The proportion of US citizens who want “radical change” in their healthcare system reached 36% Republican pollster Bill McInturff told a briefing in Washington DC last week. He has tracked the question since 1992 and has seen the response go as low as 22%. “Every time we have gotten into the mid 30s or higher we have had a huge debate about healthcare.”
“Among the people who say they want radical change are small business owners [43%] and people who work at companies of less than 10 employees [48%]. That is important because much of the opposition to reform during the Clinton administration came from small business.”
Mr McInturff told the meeting, which was sponsored by the journal Health Affairs, that there had been an underlying shift in attitude towards the role of government over the past 13 years.
In 1995, almost two thirds of US citizens said they wanted government to do less. But there has been “a gradual shift over the past decade so that a comfortable majority, 55%, say they want government to do more.”
“I believe the extraordinary cost of our involvement in Iraq has led to a public anger over money that is being spent there that could be spent at home.” McInturff said an economic dialogue over Iraq “was not plausible” in 2004 but has become so now.
Senior health policy advisers to the leading presidential candidates seemed to have studied the same polling data. They offered guarded and carefully phrased comments during their presentations to the conference.
“The way we are going to get to affordability and value is by a comprehensive solution,” said Dr David Blumenthal, adviser to Democratic presidential candidate Barack Obama, “One of the encouraging things to me is that both sides of the aisle are taking the political issue seriously, and the value issue seriously.”
“The cost of care itself is the central issue, and the fact that it doesn’t seem to come with commensurate increases in the quality of outcomes,” said Douglas Holtz-Eakin, adviser to the Republican candidate John McCain.
He said the goal was comprehensive reform “that moves us away from fragmented fee for service medicine that is so common in America, that rewards prevention, and has better care of chronic diseases, which are 70% of our healthcare costs.”
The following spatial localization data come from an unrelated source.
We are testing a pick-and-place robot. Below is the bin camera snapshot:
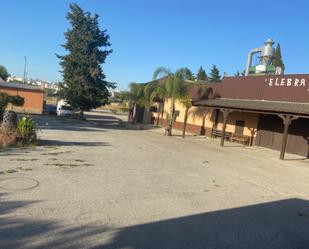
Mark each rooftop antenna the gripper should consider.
[24,56,27,84]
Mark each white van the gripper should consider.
[57,99,73,116]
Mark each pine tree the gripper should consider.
[0,65,10,80]
[209,65,221,82]
[57,4,115,114]
[196,66,208,80]
[272,43,285,73]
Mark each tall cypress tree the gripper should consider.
[272,43,285,73]
[196,66,208,80]
[57,4,115,113]
[209,65,221,82]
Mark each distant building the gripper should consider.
[0,80,44,114]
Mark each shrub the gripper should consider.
[17,115,38,145]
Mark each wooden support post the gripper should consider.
[220,109,232,147]
[279,114,298,160]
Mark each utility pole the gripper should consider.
[24,56,27,84]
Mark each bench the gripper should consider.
[211,129,232,140]
[231,133,250,146]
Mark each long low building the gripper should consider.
[0,81,44,114]
[150,74,309,159]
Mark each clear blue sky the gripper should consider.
[0,0,309,89]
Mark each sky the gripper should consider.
[0,0,309,90]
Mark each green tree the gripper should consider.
[0,65,11,81]
[126,83,146,123]
[0,92,24,121]
[272,43,285,73]
[196,66,208,80]
[180,67,195,80]
[57,4,115,114]
[209,65,221,82]
[152,67,188,136]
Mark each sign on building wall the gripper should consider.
[218,74,309,103]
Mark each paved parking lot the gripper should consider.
[0,113,309,249]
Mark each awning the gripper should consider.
[193,98,309,116]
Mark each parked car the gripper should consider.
[44,105,57,115]
[57,100,74,116]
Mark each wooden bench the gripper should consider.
[211,129,232,140]
[231,133,250,146]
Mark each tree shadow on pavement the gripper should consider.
[0,196,309,249]
[92,199,309,249]
[38,139,112,147]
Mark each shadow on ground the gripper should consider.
[0,195,309,249]
[38,139,111,147]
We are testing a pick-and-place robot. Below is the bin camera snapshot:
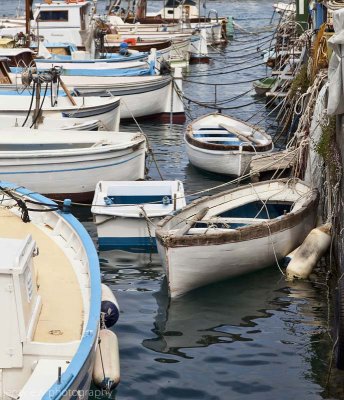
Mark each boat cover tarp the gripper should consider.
[327,9,344,115]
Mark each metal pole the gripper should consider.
[25,0,31,47]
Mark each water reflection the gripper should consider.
[143,269,290,356]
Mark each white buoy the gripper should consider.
[286,224,331,280]
[101,283,120,328]
[92,329,120,390]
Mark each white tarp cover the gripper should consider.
[327,9,344,115]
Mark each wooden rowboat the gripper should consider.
[184,113,273,176]
[155,179,318,297]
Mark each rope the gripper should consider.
[117,97,164,181]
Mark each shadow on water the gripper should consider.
[143,268,318,357]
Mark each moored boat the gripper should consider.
[0,128,146,201]
[156,179,318,297]
[184,113,273,176]
[0,181,101,400]
[0,115,104,131]
[0,92,120,131]
[91,181,186,252]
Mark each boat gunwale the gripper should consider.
[0,135,146,156]
[0,181,101,400]
[184,112,274,153]
[155,179,319,248]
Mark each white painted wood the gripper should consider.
[156,180,316,297]
[91,181,186,238]
[184,113,273,176]
[0,94,120,130]
[0,128,146,194]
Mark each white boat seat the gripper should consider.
[206,217,270,225]
[18,359,69,400]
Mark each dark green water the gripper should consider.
[0,0,344,400]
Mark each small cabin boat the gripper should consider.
[91,181,186,252]
[0,183,101,400]
[0,0,95,50]
[0,128,146,201]
[184,113,273,176]
[156,179,318,297]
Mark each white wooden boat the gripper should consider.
[91,181,186,252]
[0,1,95,49]
[0,128,146,201]
[0,115,104,131]
[184,113,273,176]
[0,94,120,131]
[156,179,318,297]
[0,181,101,400]
[69,73,185,123]
[0,59,185,122]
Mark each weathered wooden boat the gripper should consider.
[0,115,103,131]
[91,181,186,252]
[0,128,146,201]
[253,76,277,96]
[155,179,318,297]
[0,181,101,400]
[0,94,120,131]
[184,113,273,176]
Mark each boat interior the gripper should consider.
[193,127,247,147]
[92,181,185,216]
[194,200,294,234]
[0,197,85,399]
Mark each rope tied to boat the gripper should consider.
[0,186,31,223]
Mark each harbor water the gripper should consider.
[0,0,344,400]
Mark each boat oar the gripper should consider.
[59,77,76,106]
[219,124,262,144]
[173,207,209,236]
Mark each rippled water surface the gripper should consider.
[0,0,344,400]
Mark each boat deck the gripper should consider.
[0,208,83,343]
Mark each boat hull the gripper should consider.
[157,214,314,297]
[0,142,145,201]
[156,179,318,297]
[186,141,270,176]
[72,77,185,123]
[95,215,163,252]
[0,96,120,131]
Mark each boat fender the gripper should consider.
[282,247,298,268]
[92,329,120,390]
[286,224,331,280]
[100,284,120,328]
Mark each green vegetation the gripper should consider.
[315,117,336,164]
[290,64,310,97]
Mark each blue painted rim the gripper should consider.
[0,181,102,400]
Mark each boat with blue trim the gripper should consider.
[155,179,319,297]
[0,128,146,202]
[91,181,186,252]
[0,181,102,400]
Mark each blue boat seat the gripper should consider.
[105,194,172,204]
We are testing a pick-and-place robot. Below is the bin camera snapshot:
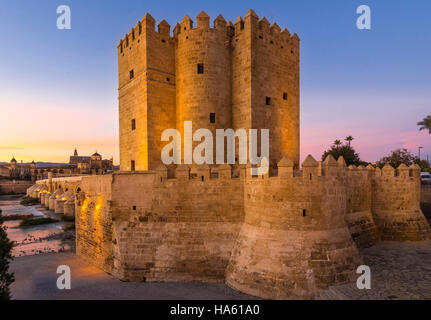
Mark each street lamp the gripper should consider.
[418,147,424,161]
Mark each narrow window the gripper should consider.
[198,63,204,74]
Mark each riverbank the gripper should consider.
[0,195,75,257]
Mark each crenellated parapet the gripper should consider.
[372,164,431,241]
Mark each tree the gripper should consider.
[378,149,417,168]
[322,139,364,166]
[344,136,354,147]
[418,114,431,134]
[0,210,15,300]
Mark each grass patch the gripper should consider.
[20,196,40,206]
[63,224,75,231]
[19,218,59,227]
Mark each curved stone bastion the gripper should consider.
[29,156,430,299]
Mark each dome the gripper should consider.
[91,151,102,160]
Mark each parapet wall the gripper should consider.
[43,156,429,299]
[372,165,431,241]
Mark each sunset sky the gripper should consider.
[0,0,431,164]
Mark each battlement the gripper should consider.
[117,9,300,53]
[117,13,173,53]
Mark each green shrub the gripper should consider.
[0,209,15,300]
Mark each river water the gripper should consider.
[0,196,75,257]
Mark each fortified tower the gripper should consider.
[118,10,299,171]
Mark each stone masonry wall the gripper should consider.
[421,184,431,221]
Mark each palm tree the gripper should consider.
[344,136,354,148]
[334,139,341,149]
[418,114,431,134]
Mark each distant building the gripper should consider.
[0,149,114,181]
[69,149,114,173]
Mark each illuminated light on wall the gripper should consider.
[81,197,91,214]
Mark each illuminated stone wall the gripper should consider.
[118,10,299,171]
[28,156,431,299]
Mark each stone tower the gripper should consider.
[118,10,299,171]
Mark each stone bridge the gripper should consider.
[27,172,84,218]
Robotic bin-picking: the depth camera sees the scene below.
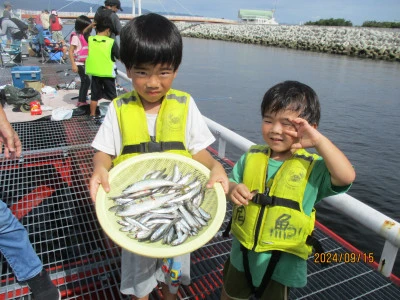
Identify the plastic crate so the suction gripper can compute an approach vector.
[11,66,41,89]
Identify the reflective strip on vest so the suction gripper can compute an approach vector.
[85,35,115,78]
[113,89,191,166]
[232,145,318,259]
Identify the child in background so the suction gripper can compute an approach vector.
[90,13,229,299]
[69,15,92,106]
[221,81,355,300]
[85,9,119,120]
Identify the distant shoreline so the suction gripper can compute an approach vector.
[176,22,400,62]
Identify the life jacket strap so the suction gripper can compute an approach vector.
[122,141,186,154]
[240,245,281,300]
[306,232,329,267]
[252,193,300,211]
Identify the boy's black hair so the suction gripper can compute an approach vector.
[261,81,321,125]
[75,15,92,39]
[120,13,183,71]
[94,9,114,32]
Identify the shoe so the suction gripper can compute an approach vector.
[88,115,101,121]
[26,269,61,300]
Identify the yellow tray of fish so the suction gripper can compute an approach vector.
[96,153,226,258]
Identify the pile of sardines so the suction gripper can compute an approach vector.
[110,165,211,246]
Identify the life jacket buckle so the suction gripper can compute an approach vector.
[252,188,272,206]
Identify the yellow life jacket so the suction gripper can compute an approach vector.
[231,145,318,259]
[113,89,192,166]
[85,35,115,78]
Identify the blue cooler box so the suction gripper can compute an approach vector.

The conference heard that, although many factors seemed to be conducive to reforming health care in the abstract, there was still no consensus on what those reforms should be. About eight in 10 US residents said the system works pretty well for them and their families. The forum moderator Susan Dentzer noted, “Everybody’s second best alternative continues to be the status quo.”
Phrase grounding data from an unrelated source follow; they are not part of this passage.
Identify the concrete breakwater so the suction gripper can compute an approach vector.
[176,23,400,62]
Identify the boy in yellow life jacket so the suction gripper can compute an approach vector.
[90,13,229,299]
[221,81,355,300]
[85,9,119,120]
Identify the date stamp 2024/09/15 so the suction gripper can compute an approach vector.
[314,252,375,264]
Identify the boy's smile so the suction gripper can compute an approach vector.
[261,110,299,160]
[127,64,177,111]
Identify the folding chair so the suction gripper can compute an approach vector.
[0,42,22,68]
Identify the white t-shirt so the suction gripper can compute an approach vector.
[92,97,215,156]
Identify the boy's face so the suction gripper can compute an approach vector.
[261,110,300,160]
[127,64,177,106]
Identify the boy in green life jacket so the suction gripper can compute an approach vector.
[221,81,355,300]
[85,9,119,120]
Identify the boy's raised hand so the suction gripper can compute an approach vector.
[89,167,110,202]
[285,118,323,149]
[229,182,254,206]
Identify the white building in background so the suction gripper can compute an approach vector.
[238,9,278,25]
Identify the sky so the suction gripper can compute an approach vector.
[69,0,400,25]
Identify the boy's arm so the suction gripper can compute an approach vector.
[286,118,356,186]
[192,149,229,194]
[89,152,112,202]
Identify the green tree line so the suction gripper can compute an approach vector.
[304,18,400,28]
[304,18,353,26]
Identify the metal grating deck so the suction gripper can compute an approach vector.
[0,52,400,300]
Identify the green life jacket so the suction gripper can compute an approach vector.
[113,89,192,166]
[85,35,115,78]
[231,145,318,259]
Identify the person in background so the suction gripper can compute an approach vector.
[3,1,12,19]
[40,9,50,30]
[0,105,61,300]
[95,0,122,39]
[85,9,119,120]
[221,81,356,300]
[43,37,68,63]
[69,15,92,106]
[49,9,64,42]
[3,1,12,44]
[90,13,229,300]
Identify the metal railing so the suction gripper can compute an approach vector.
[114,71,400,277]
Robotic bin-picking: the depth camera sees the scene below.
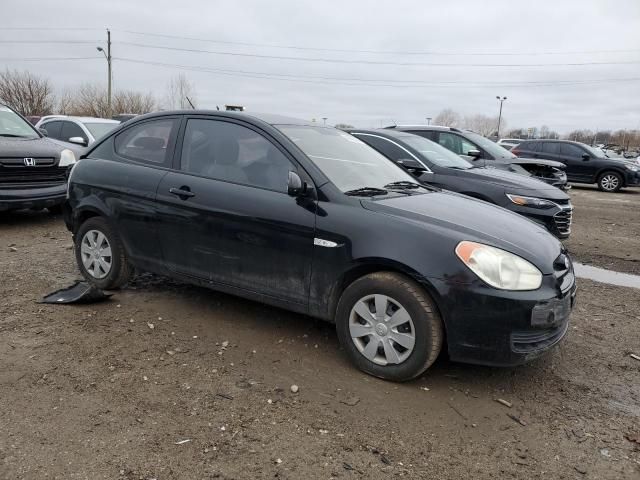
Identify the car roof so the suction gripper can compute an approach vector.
[133,109,318,128]
[385,125,463,132]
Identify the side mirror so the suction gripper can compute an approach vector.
[287,172,303,197]
[396,158,427,172]
[69,137,87,147]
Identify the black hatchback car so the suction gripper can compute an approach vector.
[65,111,576,380]
[387,125,567,190]
[349,129,573,239]
[511,140,640,192]
[0,104,76,212]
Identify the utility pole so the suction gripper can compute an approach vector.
[96,28,112,118]
[496,95,507,140]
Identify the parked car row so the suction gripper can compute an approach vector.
[64,110,576,380]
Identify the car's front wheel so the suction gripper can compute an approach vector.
[598,172,622,192]
[336,272,444,381]
[75,217,132,290]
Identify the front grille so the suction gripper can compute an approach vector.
[511,321,569,353]
[553,205,573,235]
[0,157,66,188]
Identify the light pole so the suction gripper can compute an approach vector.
[96,29,111,118]
[496,95,507,140]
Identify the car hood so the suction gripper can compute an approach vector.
[457,168,569,200]
[361,191,562,274]
[0,137,64,159]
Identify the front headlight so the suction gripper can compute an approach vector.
[507,193,557,208]
[58,148,76,167]
[456,241,542,290]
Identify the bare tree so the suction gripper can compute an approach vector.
[164,73,196,110]
[433,108,460,127]
[66,84,156,117]
[462,114,506,137]
[0,69,54,115]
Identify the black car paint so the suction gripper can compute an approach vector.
[0,104,67,211]
[65,111,575,365]
[349,129,572,238]
[387,126,567,190]
[513,140,640,187]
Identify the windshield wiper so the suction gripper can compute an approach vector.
[384,180,422,190]
[344,187,389,197]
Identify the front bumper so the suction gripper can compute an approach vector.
[0,183,67,212]
[435,267,576,366]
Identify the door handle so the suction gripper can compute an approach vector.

But Democratic pollster Celinda Lake told the meeting that Democratic voters were strongly committed to the idea of comprehensive health coverage. All the Democratic presidential candidates came out immediately with plans for comprehensive health care, because for voters, particularly women, such health care was not “just an issue, it is a value. Voters overwhelmingly believe that health care is a right.”
That belief comes laden with other values, chief of which was personal responsibility. Choice was another paramount value, she said, particularly for people who already have health insurance coverage; and those are the people who vote. “One of the strongest predictors of not voting is not having health insurance,” she said.
“Peace of mind and security are a very big deal in this economy.” Because most US citizens get their health insurance coverage through their job, health care and work are inexorably linked. The majority shy away from increased coverage of the uninsured because they believe it will increase their own health costs through increased premiums and taxes.
US residents also believe they have the best health care in the world—they tend to reject facts showing otherwise—the problem is being able to afford to buy into it.
“People have no idea what Canadian style health care is, but they are absolutely positive they don’t want it,” said Ms Lake. Reforms will have to be packaged as a national innovation.
The priorities for voters are getting costs down, choice, and peace of mind—particularly for women, who make 80% of healthcare decisions in the family.
Although there is some belief that greater efficiencies are possible in the delivery of health care, there is also nervousness that it might result in limiting tests, second opinions, and other choices that are highly valued.